Fiesole archeological site is located in the core center of the city and is what today can be described as "archaeological park characterized by important archaeological evidence and by the presence of historical, cultural and landscape-environmental".
The Fiesole territory conserves monuments of great value placed in a setting of outstanding natural beauty, which makes this city unique. In Fiesole are indeed obvious material evidence of its important past; Archeological research of the Commission began in 1877, bringing to light an area that housed some of the major monuments of the ancient Etruscan and Roman city.
BACKGROUND:
Fiesole was founded in northern Etruria, at the southern foot of the Tuscan-Emilian Apennines, in the way of Felsina (old Bologna), around the fifth century. BC, following the Etruscan colonization of the Middle Valdarno, on a site where they are documented pottery fragments dating from the seventh millennium BC, and which have been found from the Bronze Age and Iron Age finds testify to the presence of settlements already present, the oldest monumental testimonies are constituted by so-called Fiesole stele (end VI-early ac), a funerary monuments made on site. The development of the city is closely linked to its location along the major roads between different geographical areas and its urban structure is defined (from the fourth century BC.)
The walls are the most tangible sign, in landscape scale, ancient settlement, still visible in the northern and eastern tract and that originally constituted a single square structure that marked the Fiesole Etruscan from the rest of nature. The very walls that the Romans, after the conquest of the I century beginnings. BC and the gradual transformation of Fiesole in Roman city, they decided not to kill and that on the north side formed a buttress balance for new and even more visible monumental buildings: the temple, the baths and the theater.
Inside the archeological area you can visit in chronological order: the Etruscan Temple, the first of which is attributable to the fourth century. BC (probably dedicated to the goddess Minerva ) and a later Roman period dated the first century BC. The structure of the temple, of Italic type, makes it possible to identify key elements of this architecture: the altar, the wide central staircase, the cell and two alae on either side, with the two in space in front of the altars.
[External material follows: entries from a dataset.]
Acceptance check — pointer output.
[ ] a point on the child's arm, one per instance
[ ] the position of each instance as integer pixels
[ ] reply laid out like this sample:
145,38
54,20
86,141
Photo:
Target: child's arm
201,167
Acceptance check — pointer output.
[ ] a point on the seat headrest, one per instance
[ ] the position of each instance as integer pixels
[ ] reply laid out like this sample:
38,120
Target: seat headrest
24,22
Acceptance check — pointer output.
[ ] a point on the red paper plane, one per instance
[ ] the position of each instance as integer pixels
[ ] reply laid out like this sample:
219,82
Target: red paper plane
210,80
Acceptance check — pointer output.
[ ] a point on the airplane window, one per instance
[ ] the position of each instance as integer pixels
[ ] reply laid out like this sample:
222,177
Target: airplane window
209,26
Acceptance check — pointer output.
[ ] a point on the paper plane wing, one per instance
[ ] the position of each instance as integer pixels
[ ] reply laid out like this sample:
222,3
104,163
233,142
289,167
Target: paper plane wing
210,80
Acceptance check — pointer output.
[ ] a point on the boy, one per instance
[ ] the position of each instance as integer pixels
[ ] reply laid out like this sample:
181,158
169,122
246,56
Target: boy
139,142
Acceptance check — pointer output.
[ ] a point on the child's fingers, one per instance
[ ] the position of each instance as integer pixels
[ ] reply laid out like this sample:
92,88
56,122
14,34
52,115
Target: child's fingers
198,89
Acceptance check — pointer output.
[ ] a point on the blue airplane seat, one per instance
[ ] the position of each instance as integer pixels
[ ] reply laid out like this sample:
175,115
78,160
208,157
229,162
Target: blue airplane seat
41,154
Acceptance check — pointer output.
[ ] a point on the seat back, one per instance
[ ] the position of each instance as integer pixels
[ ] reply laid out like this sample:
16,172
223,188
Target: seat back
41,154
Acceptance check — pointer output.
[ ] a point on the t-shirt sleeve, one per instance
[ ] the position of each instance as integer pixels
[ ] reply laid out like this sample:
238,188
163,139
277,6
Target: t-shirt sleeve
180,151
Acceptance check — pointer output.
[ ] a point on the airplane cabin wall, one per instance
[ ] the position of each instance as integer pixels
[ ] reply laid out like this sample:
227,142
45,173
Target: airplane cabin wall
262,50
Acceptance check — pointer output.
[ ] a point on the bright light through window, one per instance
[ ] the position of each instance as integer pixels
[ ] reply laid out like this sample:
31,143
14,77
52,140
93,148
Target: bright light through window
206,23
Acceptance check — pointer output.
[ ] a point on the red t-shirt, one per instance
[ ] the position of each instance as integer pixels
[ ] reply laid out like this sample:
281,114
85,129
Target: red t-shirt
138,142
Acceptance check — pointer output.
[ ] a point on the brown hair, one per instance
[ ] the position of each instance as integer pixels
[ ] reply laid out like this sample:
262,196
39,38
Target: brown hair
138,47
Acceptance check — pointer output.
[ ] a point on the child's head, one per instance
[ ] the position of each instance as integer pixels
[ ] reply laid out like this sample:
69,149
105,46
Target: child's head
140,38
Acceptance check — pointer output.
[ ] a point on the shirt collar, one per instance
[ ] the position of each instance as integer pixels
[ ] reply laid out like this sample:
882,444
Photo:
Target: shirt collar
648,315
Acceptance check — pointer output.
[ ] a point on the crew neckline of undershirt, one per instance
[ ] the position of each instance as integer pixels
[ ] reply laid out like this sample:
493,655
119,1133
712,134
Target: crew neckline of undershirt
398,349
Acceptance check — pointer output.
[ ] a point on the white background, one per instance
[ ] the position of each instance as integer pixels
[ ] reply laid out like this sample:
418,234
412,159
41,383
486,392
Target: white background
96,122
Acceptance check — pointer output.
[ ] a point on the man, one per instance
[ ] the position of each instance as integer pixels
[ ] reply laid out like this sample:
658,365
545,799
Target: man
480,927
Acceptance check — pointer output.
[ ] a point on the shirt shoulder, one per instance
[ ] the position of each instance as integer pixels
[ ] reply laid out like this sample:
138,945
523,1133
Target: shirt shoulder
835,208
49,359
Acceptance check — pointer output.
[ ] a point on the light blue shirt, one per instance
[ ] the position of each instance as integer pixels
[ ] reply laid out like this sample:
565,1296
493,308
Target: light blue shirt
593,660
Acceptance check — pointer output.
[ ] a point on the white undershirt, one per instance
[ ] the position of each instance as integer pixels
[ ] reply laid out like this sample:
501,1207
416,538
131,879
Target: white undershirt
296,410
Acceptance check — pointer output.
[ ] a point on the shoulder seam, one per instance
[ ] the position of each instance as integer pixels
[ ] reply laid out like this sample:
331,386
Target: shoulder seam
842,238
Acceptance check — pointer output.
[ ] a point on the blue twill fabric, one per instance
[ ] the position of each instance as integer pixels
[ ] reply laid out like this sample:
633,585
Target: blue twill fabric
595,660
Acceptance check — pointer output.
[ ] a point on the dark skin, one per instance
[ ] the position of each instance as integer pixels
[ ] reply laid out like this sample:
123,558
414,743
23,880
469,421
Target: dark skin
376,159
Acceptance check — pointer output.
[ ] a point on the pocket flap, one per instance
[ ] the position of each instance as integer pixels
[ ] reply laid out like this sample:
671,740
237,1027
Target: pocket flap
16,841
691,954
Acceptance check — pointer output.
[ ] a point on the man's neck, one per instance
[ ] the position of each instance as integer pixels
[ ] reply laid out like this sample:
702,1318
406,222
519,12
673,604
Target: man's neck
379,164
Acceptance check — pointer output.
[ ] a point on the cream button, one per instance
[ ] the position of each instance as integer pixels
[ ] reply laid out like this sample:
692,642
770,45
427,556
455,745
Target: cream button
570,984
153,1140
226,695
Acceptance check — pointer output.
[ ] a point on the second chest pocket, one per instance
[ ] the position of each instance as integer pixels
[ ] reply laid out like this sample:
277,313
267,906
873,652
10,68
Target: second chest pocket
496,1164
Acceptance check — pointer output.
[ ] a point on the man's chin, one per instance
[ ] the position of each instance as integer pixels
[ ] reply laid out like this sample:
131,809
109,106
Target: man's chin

The Roman Theatre was built between the late first century BC and early AD using stone obtained from the excavation of the rocky slope on which were progressively leaning the tiers of the auditorium. E 'of Greek type, with the characteristic semicircular shape. Through passages formed by four slabs ( vomitoria ) it was accessed to the gallery ( crypt ) covered by a vault that supported a porch or another order of seats ( ima cavea ), of which, however, no traces remain. From here he went down in the bleachers ( cavea ), partially original on the right side and completely rebuilt on the left side; public supply was facilitated by narrow stairs that divided the auditorium into four sectors.
In the eastern part of the archeological, built in the same period of the theater, there is the complex of Terme organized in two different indoor and outdoor spaces, representing a meeting place for citizens, a space dedicated to the wellness of body and mind . Through a portico, which enclosed the structure on the north and south sides, people arrived at the large open space where there were two large pools, a designated area for the gym called "cryptoporticus" and a cistern. The area covered was formed of three rooms: the frigidarium (cool), the tepidarium (passageway moderately heated), the calidarium (heated environment).
We also know that the area was occupied in Lombard age (VI - VII century AD), a necropolis; The exhibits testify, in fact, the Lombard presence in Fiesole: literally superimposed on Roman ruins.
residence fiesole I resti longobardi raccontano perciò una storia fatta di stratificazioni, in cui i "dominatori" si trovano a contatto con la popolazione locale, discendente da Etruschi e Romani.